Elasticsearch Sink

Overview

Elasticsearch is designed as an alternative to relational databases to allow for scalability and flexible querying. Elasticsearch stores objects in documents (similar to rows in traditional databases), which contain fields (analogous to columns). Unlike relational databases, however, these fields can be searchable by full-text search, where results are returned if the search terms are contained in the body of the field, not if they match the field exactly. Data can be processed and accessed quickly through a combination of filtering on exact value fields (analyzing structured data) and searching full-text fields, which are commonly referred to as unstructured data.

Motivation

By incorporating Elasticsearch as a sink for ETLBatch adapters, users will have more flexibility in analyzing their data; moreover, through the use of products like Kibana, they can then visualize and interpret their Elasticsearch data. Finally, implementing elasticsearch sink will give CDAP users greater flexibility in the system through which they store and manage their data.

We chose to implement elasticsearch as a batch sink to match a customer use case.

Specific use cases may include analysis of access logs or any information processing that includes full-text analysis (bodies of tweets, for example).

Requirements

Elasticsearch includes packages, such as Hadoop OutputFormat and, more generally, elasticsearch-hadoop, for writing to elasticsearch from Hadoop. This method requires the elasticsearch server and port, as well as the index (analogous to a database in SQL) and type (which is equivalent to a table and will be discussed in more detail below).

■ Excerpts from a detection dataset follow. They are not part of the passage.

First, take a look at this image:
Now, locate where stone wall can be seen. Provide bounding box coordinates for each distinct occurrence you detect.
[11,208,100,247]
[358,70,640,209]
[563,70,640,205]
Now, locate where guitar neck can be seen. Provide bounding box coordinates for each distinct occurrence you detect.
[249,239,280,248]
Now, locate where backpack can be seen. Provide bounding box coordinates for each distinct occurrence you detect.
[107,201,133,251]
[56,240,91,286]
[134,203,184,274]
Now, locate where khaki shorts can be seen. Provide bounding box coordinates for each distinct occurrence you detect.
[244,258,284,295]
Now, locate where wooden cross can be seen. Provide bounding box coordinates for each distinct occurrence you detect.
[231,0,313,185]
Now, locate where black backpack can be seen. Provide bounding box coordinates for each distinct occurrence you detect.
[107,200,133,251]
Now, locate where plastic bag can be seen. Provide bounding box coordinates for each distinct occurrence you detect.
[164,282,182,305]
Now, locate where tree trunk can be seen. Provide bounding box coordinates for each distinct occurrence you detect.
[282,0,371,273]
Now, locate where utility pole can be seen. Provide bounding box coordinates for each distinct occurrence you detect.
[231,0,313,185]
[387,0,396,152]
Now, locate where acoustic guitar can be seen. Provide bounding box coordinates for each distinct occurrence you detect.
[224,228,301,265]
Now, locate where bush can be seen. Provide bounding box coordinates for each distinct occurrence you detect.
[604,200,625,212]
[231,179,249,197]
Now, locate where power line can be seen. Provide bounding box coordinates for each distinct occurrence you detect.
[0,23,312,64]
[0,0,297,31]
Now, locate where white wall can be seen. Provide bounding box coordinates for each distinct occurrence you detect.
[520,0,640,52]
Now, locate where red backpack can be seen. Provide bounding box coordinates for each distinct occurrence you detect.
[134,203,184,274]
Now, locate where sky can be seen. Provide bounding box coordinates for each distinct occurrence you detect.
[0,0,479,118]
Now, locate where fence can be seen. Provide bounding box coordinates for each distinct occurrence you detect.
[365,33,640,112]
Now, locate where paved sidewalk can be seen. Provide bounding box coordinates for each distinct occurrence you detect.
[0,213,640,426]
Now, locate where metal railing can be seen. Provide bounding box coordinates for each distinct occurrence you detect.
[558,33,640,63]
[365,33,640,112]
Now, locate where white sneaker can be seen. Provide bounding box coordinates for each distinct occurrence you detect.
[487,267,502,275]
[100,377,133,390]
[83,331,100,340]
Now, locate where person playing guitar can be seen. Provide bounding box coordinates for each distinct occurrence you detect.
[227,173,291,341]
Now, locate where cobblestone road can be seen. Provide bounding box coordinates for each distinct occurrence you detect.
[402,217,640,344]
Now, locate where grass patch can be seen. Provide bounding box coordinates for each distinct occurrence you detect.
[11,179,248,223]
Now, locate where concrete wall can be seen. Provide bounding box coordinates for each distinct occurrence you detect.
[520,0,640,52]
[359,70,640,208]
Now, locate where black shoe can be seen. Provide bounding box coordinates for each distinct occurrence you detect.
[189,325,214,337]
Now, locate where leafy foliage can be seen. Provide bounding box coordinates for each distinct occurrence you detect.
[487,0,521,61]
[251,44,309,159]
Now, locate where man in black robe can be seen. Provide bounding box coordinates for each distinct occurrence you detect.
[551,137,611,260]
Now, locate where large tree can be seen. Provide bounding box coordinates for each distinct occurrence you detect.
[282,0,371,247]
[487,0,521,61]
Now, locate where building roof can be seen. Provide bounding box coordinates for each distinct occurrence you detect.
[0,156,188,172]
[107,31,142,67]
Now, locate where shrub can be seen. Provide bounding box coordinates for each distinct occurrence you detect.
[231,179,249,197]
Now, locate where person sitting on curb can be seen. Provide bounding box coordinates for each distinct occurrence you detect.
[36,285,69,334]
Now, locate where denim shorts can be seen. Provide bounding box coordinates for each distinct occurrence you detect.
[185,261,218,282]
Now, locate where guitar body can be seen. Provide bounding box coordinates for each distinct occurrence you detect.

The user can create an index (analogous to a datatable in relational databases) before running CDAP. While CDAP will create an index in the back end if the user-specified index does not exist, the user will have more control over the configuration of the index (for example, the user can then control the number of shards, or partitions, and the number of replicas of data). Moreover, the user can store analyzers in the index, which CDAP can then access (such an operation is not intended for Hadoop), as well as mappings for the data. To make these mappings most effective, the user could opt to include a list of fields for the output. This feature is not yet implemented but would then allow the user to drop unwanted fields, such as the timestamp, that are automatically passed as part of the structured record for the input event.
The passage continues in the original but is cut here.